プリズムアタッチメントが画像を複数に分割——万華鏡効果。光学のみ。
アイフィスコープ(Ifiscope)は、カメラレンズの前にねじ込んで取り付ける光学プリズムアタッチメントシステムで、入射光を複数の一致した、あるいはわずかにずれた画像に分割します。これにより、編集で後から処理する必要なく、センサー上に直接万華鏡のような、あるいはマルチマトリックスのようなエフェクトを瞬時に得ることができます。これは、ライブアクション撮影、ミュージックビデオ、実験的なシーケンスにおいて、光学的な歪みをリアルタイムで確認し、フォーカスや動きで遊ぶことができるため、特に価値があります。
技術的には、光を屈折させ複数回反射させるプリズムシステム(通常3~6枚のレンズ)を介して機能します。被写体を1つ見るのではなく、同じ被写体の3つ、4つ、あるいは6つのバージョンを同時に見ることになります。一部は重なり、一部は回転しています。正確な数と配置はモデルによって異なります。撮影時には、光が複数の光学経路を通るため、被写界深度が変化することに気づくでしょう。フレーム内の動きは断片的で、ほとんどリズミカルに見えます。女優が左から右へ歩くと、彼女の4つのバージョンが画面上を横切るように見えます。プリズムの幾何学形状により、それぞれわずかに時間差が生じます。

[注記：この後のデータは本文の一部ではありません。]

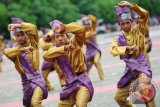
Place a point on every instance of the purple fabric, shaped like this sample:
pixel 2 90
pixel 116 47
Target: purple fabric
pixel 149 43
pixel 47 65
pixel 30 80
pixel 92 49
pixel 133 65
pixel 55 22
pixel 136 16
pixel 123 13
pixel 44 30
pixel 73 81
pixel 16 21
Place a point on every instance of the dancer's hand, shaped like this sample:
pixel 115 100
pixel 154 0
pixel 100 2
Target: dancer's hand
pixel 125 3
pixel 28 49
pixel 132 48
pixel 13 26
pixel 69 47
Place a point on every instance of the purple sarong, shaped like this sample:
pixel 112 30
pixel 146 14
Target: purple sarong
pixel 133 65
pixel 73 81
pixel 30 80
pixel 91 49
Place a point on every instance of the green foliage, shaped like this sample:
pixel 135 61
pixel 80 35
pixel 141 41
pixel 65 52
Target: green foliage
pixel 41 12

セットで知っておくべき重要な点:アイフィスコープは比較的多くの光を必要とします。各プリズムは光量を吸収するため、露出を調整する必要があります。通常、アタッチメントなしの場合よりも1~1.5段明るくします。補間やレンダリングを必要としない純粋な光学処理であるため、画質は依然として非常に高いままです。幻覚シーン、サイケデリックな瞬間、視覚的な方向感覚の喪失には、アイフィスコープは比類のない効果を発揮します。現代のデジタルエフェクトとは明らかに異なる、より手作業的で触覚的、そして滑らかすぎない光学的なアーティファクトを持つ抽象的なルックを実現できます。
実用的:撮影開始前に、計画している焦点距離でアタッチメントをテストしてください。広角レンズでは、マルチイメージの形成が望遠レンズとは異なります。プリズムアタッチメントは、日中の光や強力な人工照明でより効果を発揮します。非常に暗いシーンでは、画像はすぐに暗くなり、コントラストが低下します。プリズムは高価で傷つきやすいため、保護キャップを付けて保管してください。